# universal property of module categories internal to a tensor category

By a tensor category, I mean here a cocomplete $k$-linear symmetric tensor category, where $k$ is a fixed ground ring. Tensor functors are assumed to be $k$-linear and cocontinuous. I will denote the unit object as $\mathcal{O}$.

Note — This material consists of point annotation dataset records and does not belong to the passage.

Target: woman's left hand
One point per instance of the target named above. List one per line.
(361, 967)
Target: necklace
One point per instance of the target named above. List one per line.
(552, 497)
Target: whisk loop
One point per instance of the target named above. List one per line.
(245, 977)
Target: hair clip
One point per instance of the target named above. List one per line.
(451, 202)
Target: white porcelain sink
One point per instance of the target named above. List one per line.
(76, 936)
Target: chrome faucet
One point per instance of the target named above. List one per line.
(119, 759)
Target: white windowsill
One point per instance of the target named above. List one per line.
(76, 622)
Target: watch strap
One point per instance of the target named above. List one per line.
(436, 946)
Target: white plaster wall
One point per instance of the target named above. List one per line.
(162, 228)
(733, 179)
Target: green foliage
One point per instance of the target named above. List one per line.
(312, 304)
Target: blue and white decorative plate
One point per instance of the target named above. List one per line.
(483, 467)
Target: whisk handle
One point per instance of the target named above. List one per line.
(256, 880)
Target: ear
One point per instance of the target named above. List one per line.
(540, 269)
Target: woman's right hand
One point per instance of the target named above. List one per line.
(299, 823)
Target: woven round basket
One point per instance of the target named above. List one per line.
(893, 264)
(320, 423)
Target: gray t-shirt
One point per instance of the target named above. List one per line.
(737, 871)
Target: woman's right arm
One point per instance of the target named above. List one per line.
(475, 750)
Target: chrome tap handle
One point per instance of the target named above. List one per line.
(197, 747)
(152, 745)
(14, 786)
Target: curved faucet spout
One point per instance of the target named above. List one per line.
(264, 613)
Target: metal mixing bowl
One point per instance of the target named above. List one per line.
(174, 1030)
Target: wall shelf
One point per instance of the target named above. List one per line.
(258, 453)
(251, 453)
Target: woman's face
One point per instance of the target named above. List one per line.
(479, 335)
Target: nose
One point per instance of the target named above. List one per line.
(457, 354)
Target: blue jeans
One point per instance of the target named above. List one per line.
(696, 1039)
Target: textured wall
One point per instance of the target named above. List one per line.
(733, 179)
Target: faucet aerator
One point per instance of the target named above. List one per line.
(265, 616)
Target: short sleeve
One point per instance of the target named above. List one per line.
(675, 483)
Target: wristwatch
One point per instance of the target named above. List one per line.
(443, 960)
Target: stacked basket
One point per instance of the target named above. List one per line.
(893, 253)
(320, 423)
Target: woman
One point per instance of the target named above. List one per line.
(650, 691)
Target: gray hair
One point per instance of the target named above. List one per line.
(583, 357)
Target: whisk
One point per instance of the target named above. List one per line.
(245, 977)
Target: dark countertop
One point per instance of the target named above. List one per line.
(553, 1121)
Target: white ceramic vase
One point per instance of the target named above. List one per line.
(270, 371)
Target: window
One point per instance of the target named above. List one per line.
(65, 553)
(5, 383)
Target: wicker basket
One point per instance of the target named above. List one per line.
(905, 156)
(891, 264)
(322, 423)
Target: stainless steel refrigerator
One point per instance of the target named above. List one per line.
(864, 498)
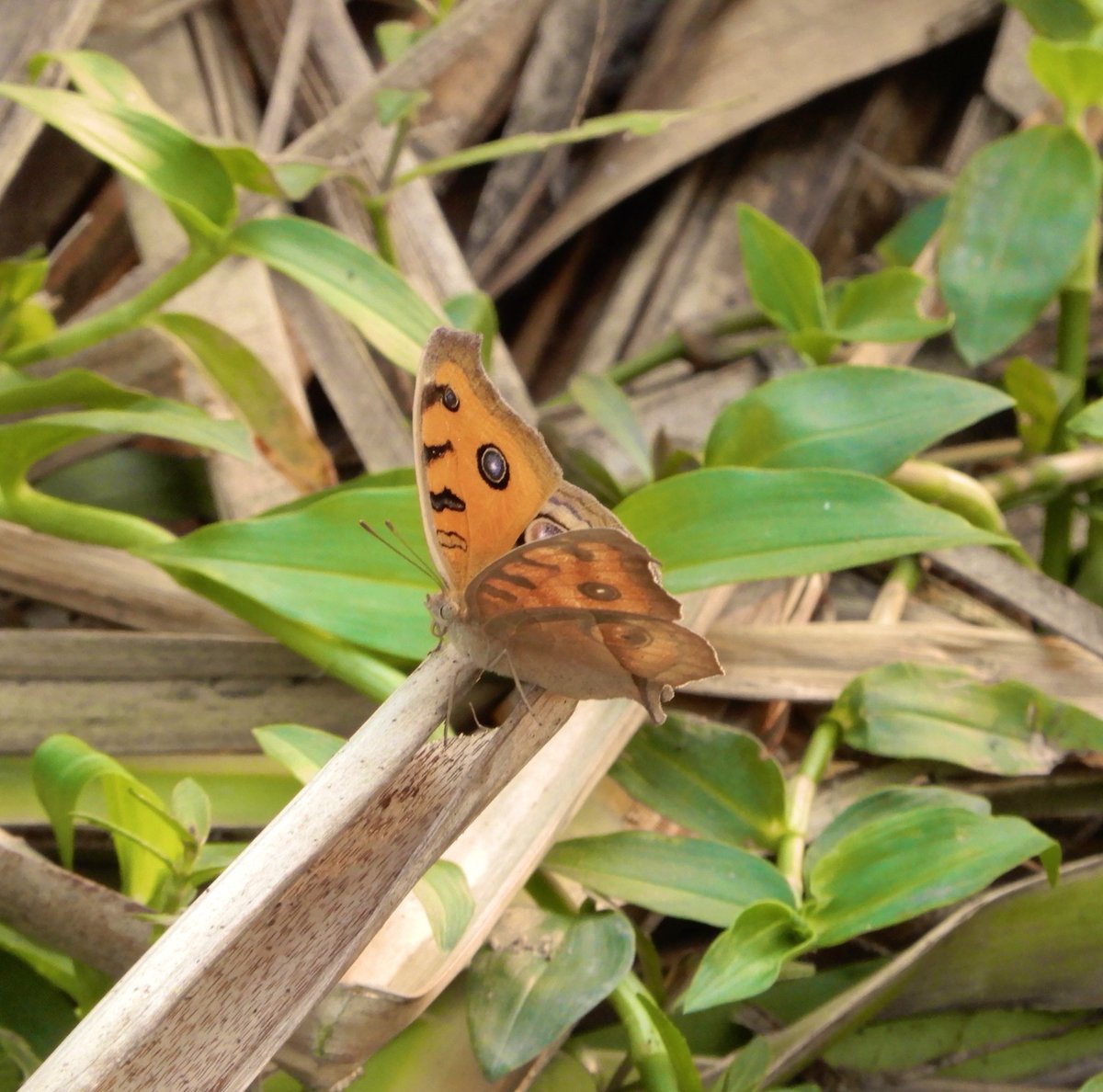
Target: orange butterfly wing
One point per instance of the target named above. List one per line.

Terminology: Let $C$ be a tensor category, $\mathcal{A}$ an algebra in $C$ (i.e. an object equipped with a commutative associative multiplication $\mathcal{A} \otimes \mathcal{A} \to \mathcal{A}$ and a unit $\mathcal{O}_C \to \mathcal{A}$). Then the $\mathcal{A}$-modules (i.e. objects $M$ together with a morphism $\mathcal{A} \otimes M \to M$ which is compatible with the unit and the multiplication in $\mathcal{A}$) consitute a tensor category $\text{Mod}(\mathcal{A})$.

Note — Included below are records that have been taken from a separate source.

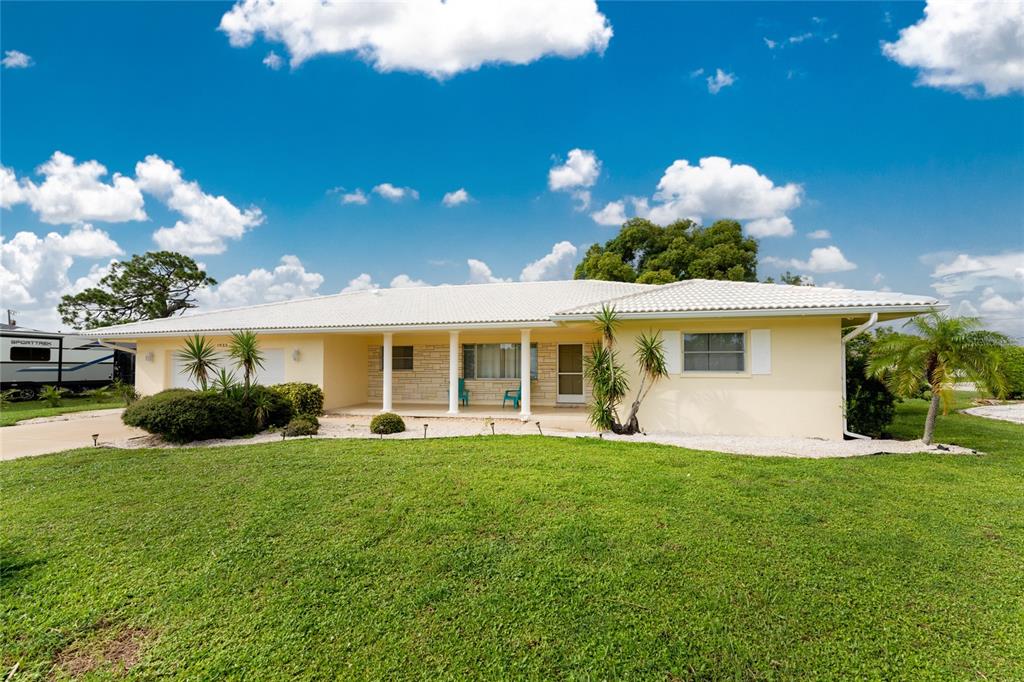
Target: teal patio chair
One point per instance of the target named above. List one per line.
(513, 394)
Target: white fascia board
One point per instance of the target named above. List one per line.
(765, 312)
(99, 334)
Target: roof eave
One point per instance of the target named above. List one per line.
(764, 312)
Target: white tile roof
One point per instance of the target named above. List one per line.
(520, 302)
(495, 304)
(697, 296)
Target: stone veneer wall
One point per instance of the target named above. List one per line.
(427, 382)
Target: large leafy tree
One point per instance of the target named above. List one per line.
(940, 352)
(155, 285)
(648, 253)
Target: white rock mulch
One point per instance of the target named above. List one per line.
(1013, 412)
(358, 427)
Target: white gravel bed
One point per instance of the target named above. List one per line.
(1013, 412)
(358, 427)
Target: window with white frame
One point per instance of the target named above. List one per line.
(401, 358)
(714, 352)
(495, 360)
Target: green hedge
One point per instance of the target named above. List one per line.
(302, 425)
(1012, 365)
(304, 398)
(182, 416)
(387, 422)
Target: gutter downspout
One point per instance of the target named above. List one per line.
(852, 334)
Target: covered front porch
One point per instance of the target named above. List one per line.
(569, 418)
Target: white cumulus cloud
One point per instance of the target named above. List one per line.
(436, 38)
(457, 198)
(822, 259)
(719, 188)
(613, 213)
(479, 272)
(74, 193)
(288, 280)
(404, 282)
(395, 194)
(208, 220)
(361, 282)
(34, 269)
(15, 59)
(720, 81)
(971, 46)
(558, 264)
(272, 60)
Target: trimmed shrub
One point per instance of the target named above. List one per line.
(869, 406)
(304, 398)
(278, 409)
(181, 416)
(387, 422)
(1012, 364)
(301, 425)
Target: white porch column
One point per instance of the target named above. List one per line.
(524, 374)
(453, 373)
(387, 372)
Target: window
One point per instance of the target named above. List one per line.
(495, 360)
(713, 352)
(401, 358)
(28, 354)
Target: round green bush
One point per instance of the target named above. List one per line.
(301, 425)
(182, 416)
(1012, 365)
(387, 422)
(304, 398)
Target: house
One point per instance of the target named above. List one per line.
(743, 357)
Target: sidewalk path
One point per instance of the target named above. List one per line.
(52, 434)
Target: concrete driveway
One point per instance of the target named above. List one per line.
(53, 434)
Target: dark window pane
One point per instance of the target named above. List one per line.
(695, 342)
(725, 361)
(695, 361)
(725, 342)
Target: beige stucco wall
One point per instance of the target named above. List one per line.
(155, 357)
(802, 396)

The forgetful functor $p_* : \text{Mod}(\mathcal{A}) \to C$ is right adjoint to the tensor functor $p^* : C \to \text{Mod}(\mathcal{A}), X \mapsto \mathcal{A} \otimes X$, where here $\mathcal{A} \otimes X$ is given the obvious action. This adjunction is easily seen to be monadic. If $\mathcal{O}'$ denotes the unit object of $\text{Mod}(\mathcal{A})$, then $p_* \mathcal{O}' = \mathcal{A}$, so we have a canonical morphism $p^* \mathcal{A} \to \mathcal{O}'$.

Now let $D$ be another tensor category and $H : \text{Mod}(\mathcal{A}) \to D$ be a tensor functor. Then we get a tensor functor $F = H p^* : C \to D$ together with a morphism

$F(\mathcal{A}) = H(p^* \mathcal{A}) \to H(\mathcal{O}') = \mathcal{O}_D$

of algebras in $D$. In fact, we get a functor

$Hom(\text{Mod}(\mathcal{A}),D) \to \{(F,\sigma) : F \in Hom(C,D), \sigma : F(\mathcal{A}) \to \mathcal{O}_D \text{ alg-hom}\}$

Question Does this functor reflect isomorphisms? Or is it even an equivalence?

Remark: If $C = \text{Mod}(R)$ for some ring $R$, then the functor is an equivalence.

Your functor is an equivalence. You can explicitly describe an inverse as follows: given a pair $(F, \sigma)$ as you describe, define $H: Mod_{ \mathcal{A} } \rightarrow D$ by the formula $H(M) = F(M) \otimes_{ F( \mathcal{A} ) } \mathcal{O}_{D}$.